El patronato de la Fundación Vital vota fijar un sueldo de 50.000 euros a su presidente

Jon Urresti, presidente de la Fundación Vital./I. Aizpuru
Jon Urresti, presidente de la Fundación Vital. / I. Aizpuru

Sorpresa en miembros del órgano por la decisión de Urresti, cuyo entorno aseguró que renunciaría a su remuneración tras contratar a un director general ejecutivo

ANDER CARAZO

El patronato de la Fundación Vital votará lo que en el orden del día se presenta como una «propuesta de adecuación del contrato del presidente» pero que en la práctica busca fijar un sueldo para Jon Urresti. Una retribución que, según fuentes consultadas por EL CORREO, se aproximará a los 50.000 euros anuales. La medida ha provocado sorpresa en miembros del patronato, dado que contrasta con la intención inicial declarada por el entorno de Urresti antes de su nombramiento. En aquel momento, se enfatizó que una vez se contratase a un director general Urresti dejaría de percibir cualquier tipo de sueldo por parte de la entidad. La elección del economista Xabier Malax-Etxebarria para este nuevo puesto ejecutivo se produjo a finales de marzo.

Los portavoces de la Fundación confirmaron ayer a este periódico que los patronos debatirán esta tarde en la Casa del Cordón sobre este asunto junto a otros seis puntos más. «Se tenían que adecuar cuáles son las tareas y las funciones concretas del presidente una vez que hay un director general que hasta ahora no existía», apuntaron, antes de explicar que la Vital es la única de las catorce fundaciones bancarias de España que carece de esta figura dentro de su organigrama. Urresti sigue manteniendo el poder ejecutivo, pero sobre los hombros de Malax-Etxebarria recaen las tareas financieras de orden interno y, por eso, tiene un sueldo de 80.000 euros por ejercicio y otros 10.000 más según objetivos.

Los quince componentes del patronato -representantes de diferentes partidos políticos y organizaciones sociales- serán los encargados de dar el visto bueno al salario del presidente de la Vital, que compatibiliza su labor con las funciones de dirección en la empresa de encuestas Gizaker.
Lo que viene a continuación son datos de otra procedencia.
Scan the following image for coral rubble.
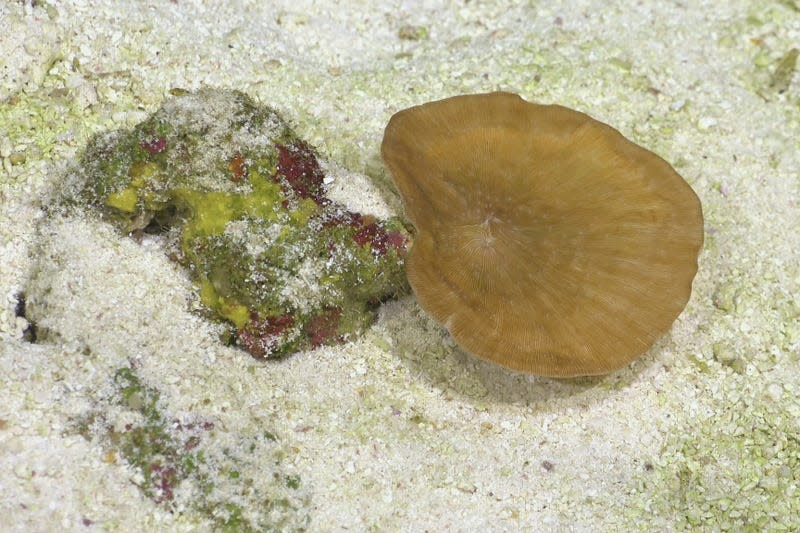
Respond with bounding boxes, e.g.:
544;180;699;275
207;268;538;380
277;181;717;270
75;89;409;357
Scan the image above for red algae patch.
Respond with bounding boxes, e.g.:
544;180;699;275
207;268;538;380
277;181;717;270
381;92;703;377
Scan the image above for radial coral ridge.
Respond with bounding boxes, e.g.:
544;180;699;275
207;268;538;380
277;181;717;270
382;92;703;376
79;89;409;357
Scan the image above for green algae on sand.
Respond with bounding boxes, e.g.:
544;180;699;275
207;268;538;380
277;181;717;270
75;89;410;357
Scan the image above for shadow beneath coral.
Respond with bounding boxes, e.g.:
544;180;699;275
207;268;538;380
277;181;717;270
376;296;666;407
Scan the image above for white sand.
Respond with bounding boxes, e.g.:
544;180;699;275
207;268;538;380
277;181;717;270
0;0;800;531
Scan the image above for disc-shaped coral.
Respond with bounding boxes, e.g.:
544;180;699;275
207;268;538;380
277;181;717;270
381;92;703;377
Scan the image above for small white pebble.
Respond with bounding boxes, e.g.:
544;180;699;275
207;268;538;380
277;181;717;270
767;382;783;402
697;117;717;130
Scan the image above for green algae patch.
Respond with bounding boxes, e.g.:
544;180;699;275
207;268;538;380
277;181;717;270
77;367;309;531
71;89;410;358
629;384;800;531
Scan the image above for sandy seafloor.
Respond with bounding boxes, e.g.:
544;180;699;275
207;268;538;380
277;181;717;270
0;0;800;531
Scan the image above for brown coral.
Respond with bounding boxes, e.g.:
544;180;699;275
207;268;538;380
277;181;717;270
381;92;703;377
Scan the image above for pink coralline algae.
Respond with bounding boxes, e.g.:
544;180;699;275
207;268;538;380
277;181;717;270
76;89;411;358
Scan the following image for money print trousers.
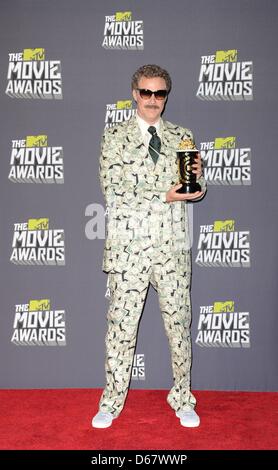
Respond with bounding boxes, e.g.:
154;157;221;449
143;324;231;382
99;245;196;417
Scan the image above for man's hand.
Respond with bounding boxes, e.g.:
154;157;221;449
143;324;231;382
166;184;204;202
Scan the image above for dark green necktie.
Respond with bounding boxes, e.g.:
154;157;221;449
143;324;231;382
148;126;161;164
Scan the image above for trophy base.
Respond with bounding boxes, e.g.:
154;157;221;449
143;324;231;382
176;183;202;194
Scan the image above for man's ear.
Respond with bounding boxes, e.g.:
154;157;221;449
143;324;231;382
132;90;137;103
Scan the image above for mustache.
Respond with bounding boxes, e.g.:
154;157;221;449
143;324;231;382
145;104;159;109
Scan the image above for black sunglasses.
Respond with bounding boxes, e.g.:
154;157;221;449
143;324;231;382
137;88;168;100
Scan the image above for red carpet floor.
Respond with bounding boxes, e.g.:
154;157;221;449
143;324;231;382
0;389;278;450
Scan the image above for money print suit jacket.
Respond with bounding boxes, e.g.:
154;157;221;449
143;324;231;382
99;116;206;272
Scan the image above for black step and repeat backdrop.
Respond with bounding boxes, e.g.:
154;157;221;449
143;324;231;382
0;0;278;391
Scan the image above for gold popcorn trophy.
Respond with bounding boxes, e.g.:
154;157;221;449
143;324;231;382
177;139;201;193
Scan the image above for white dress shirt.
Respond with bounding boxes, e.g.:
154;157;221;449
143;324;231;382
136;111;161;148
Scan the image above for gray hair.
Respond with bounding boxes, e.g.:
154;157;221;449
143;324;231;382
131;64;172;93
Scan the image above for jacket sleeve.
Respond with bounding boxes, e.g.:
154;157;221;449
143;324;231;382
99;127;166;210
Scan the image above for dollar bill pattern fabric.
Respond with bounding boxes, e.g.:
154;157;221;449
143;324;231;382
99;117;206;416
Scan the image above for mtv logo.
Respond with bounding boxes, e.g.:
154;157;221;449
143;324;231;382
213;300;235;313
215;49;237;63
115;11;132;21
26;135;47;147
117;100;132;109
29;299;50;312
214;137;236;149
28;219;49;230
213;220;235;232
23;47;45;60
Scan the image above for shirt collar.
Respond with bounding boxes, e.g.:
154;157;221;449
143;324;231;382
136;110;161;136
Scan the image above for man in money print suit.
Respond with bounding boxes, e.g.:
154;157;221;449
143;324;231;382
92;65;206;428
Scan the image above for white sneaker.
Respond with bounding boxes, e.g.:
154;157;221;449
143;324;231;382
92;411;113;429
176;410;200;428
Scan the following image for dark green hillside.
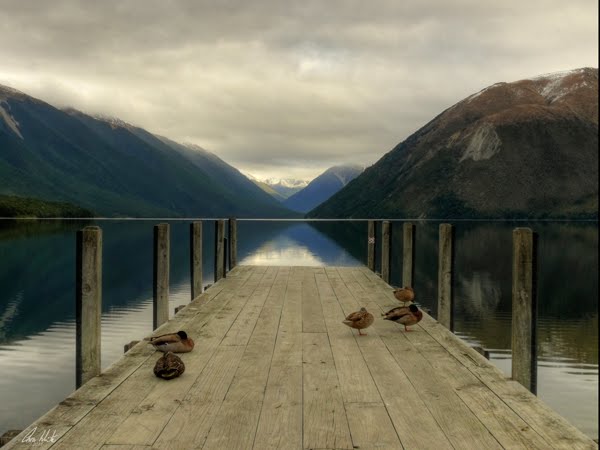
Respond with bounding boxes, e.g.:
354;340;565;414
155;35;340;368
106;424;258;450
0;195;94;218
0;87;293;217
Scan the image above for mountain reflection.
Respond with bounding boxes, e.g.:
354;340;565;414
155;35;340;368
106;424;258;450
0;220;598;437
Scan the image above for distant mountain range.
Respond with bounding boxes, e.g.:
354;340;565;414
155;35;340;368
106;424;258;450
283;165;364;213
309;68;598;219
244;173;308;202
0;86;297;218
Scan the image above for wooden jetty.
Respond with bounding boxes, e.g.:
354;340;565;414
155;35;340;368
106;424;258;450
6;266;598;450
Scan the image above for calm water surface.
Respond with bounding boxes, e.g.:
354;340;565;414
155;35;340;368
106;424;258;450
0;220;598;438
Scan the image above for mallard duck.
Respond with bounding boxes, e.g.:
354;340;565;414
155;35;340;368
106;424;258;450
154;352;185;380
342;308;375;336
383;304;423;331
150;331;194;353
394;286;415;305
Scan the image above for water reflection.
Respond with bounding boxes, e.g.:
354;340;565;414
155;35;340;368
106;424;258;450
239;222;361;266
0;221;598;437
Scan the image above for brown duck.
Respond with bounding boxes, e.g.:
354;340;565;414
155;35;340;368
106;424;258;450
394;286;415;305
154;352;185;380
150;331;194;353
342;308;375;336
383;304;423;331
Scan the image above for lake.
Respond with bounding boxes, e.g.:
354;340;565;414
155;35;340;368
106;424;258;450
0;220;598;438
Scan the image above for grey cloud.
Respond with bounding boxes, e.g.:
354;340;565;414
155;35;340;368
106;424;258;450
0;0;598;176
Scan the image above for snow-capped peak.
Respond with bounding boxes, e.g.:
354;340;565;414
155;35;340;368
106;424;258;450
0;101;23;139
263;178;308;188
92;114;135;128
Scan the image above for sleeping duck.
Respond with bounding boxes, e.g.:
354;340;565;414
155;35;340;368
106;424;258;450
394;286;415;305
342;308;374;336
383;304;423;331
150;331;194;353
154;352;185;380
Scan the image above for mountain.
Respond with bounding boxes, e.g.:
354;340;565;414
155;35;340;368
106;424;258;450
0;86;294;217
263;178;308;199
309;68;598;219
283;165;364;213
244;173;308;202
0;195;94;218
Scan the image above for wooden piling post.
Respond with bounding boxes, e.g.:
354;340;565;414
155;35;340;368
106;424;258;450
152;223;170;329
381;220;392;283
223;237;229;278
367;220;375;272
215;219;225;283
123;341;140;353
512;228;537;394
402;222;415;287
438;223;454;331
190;222;202;300
75;227;102;388
229;217;237;270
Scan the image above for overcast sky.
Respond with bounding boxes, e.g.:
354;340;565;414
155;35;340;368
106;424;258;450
0;0;598;179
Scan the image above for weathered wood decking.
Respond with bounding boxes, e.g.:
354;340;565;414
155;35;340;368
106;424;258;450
7;266;597;450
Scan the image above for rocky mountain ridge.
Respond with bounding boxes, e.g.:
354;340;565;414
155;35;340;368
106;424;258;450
309;68;598;219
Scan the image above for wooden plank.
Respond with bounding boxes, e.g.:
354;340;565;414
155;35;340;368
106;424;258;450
154;346;245;450
253;328;302;450
302;268;327;333
302;333;352;449
221;267;278;346
316;273;383;404
106;268;266;445
382;332;502;449
407;326;552;449
358;328;453;449
203;274;283;449
346;403;404;449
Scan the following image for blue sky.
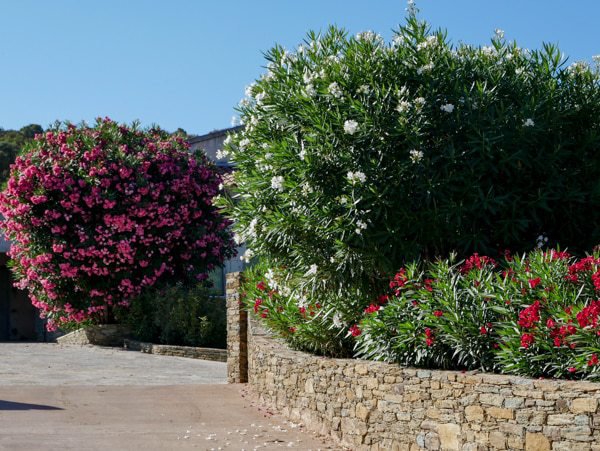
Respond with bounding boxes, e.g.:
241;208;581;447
0;0;600;134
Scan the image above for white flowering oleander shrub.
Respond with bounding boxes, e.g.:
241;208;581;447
222;15;600;356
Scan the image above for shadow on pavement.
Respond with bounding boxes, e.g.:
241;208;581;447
0;399;63;410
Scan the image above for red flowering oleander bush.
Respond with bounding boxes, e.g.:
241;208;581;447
348;249;600;379
0;118;233;329
242;262;354;357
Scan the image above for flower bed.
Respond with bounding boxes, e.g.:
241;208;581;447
244;249;600;380
227;275;600;451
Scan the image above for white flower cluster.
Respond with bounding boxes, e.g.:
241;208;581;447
344;119;358;135
240;249;254;263
417;63;435;75
481;45;498;56
523;118;535;127
567;61;589;74
356;85;371;96
396;100;410;113
271;175;284;191
327;81;343;99
356;31;382;42
409;149;423;164
239;138;250;150
347;171;367;185
332;312;344;329
304;264;319;276
354;219;367;235
417;35;438;50
216;149;229;160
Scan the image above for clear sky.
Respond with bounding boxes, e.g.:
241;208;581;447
0;0;600;134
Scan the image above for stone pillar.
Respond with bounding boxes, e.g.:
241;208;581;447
226;272;248;384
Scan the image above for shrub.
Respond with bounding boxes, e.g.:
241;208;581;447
120;284;227;349
352;250;600;379
242;262;360;357
223;16;600;354
0;118;232;329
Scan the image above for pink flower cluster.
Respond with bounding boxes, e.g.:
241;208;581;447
0;118;233;328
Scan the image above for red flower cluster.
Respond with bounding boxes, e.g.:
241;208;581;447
390;268;408;295
365;304;381;315
0;119;233;329
546;324;577;348
425;327;435;346
577;301;600;329
460;253;497;274
529;277;542;290
517;301;540;329
566;256;600;284
348;324;362;337
521;334;535;349
256;280;267;291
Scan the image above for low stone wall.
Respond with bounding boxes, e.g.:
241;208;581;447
56;324;129;346
124;339;227;362
226;272;600;451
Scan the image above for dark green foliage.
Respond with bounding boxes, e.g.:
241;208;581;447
221;15;600;358
120;284;227;349
0;124;44;184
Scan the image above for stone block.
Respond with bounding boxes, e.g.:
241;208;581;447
571;398;598;413
479;393;504;407
547;413;575;426
488;431;506;449
487;407;515;420
437;423;461;451
525;432;550;451
465;406;483;422
356;403;370;422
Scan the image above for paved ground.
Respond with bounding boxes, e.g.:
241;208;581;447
0;343;227;385
0;343;334;451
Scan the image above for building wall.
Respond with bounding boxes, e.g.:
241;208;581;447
0;254;44;341
189;127;246;294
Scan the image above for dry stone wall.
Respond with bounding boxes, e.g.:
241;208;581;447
248;334;600;451
228;275;600;451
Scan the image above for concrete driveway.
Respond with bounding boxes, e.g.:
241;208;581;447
0;343;336;451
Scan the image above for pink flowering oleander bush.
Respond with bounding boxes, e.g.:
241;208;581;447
0;118;232;329
348;249;600;380
220;13;600;356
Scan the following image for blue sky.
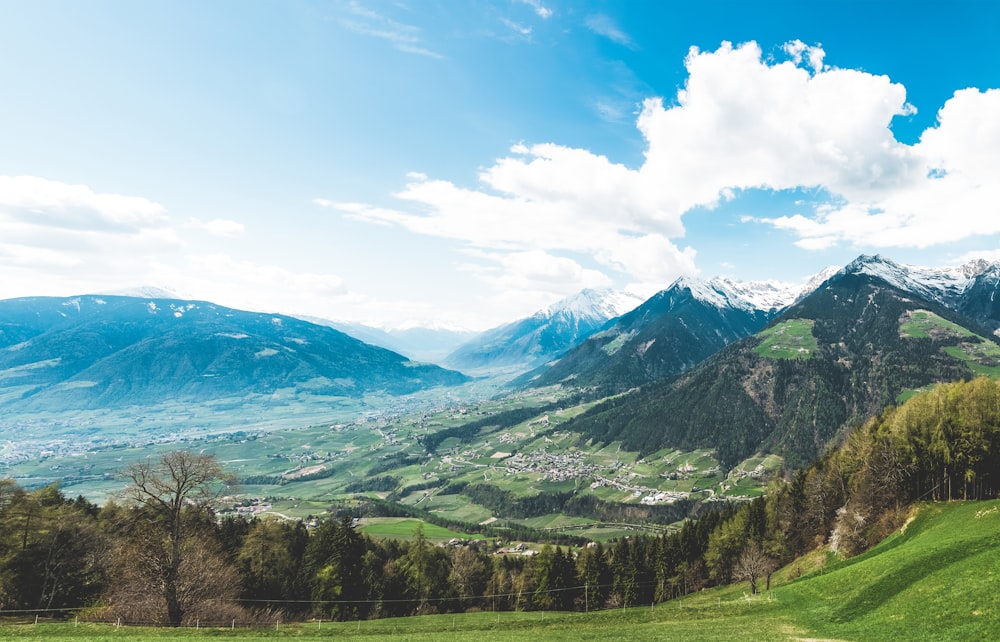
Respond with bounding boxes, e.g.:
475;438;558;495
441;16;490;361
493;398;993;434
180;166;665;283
0;0;1000;329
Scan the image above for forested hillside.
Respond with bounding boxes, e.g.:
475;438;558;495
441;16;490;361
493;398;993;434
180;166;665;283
0;378;1000;624
570;272;1000;467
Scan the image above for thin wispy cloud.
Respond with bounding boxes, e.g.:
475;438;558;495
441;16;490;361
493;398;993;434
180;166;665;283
500;18;531;38
583;13;635;49
521;0;555;20
338;2;444;59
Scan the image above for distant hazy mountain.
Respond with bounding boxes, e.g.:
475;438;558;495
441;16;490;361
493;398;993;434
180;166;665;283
444;289;642;370
0;295;467;410
513;277;799;394
567;256;1000;466
301;317;479;363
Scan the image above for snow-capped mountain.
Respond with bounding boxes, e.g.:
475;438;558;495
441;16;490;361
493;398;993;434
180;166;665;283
556;256;1000;467
444;289;642;370
838;255;1000;333
513;277;801;393
668;277;802;311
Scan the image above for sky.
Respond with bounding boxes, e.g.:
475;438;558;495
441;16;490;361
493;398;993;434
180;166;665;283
0;0;1000;330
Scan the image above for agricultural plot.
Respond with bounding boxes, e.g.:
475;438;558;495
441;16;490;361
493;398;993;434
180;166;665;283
755;319;819;359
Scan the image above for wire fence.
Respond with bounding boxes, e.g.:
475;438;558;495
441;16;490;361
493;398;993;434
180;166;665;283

Un aspecto compatible desde el punto de vista legal y laboral, según ha podido saber este medio.

Especial hincapié

«Desde la entidad nunca hemos dicho que el presidente fuese a renunciar al salario», insistieron sus portavoces. Sin embargo, fuentes cercanas a Urresti habían hecho especial hincapié sobre este asunto durante el proceso para sustituir a Fernando Aránguiz (PP). Cuando este militante del PNV ‘recuperó’ en diciembre los mandos de la Vital para los nacionalistas, sus valedores aseguraban que este sociólogo alavés se iba a «volcar» en la búsqueda de un director general y en la definición del proyecto de la Fundación, pero una vez que concluyesen estas dos tareas iba a dejar de percibir un sueldo y compatibilizaría la presidencia de la Fundación con su desempeño profesional en Gizaker.

Los representantes de la Vital comentan que en los últimos años se ha duplicado el presupuesto de la entidad financiera, lo que se traduce en más actividad y -como subrayan- «nos obliga a tener una mayor representación para acudir a ruedas de prensa, firmas de convenio...».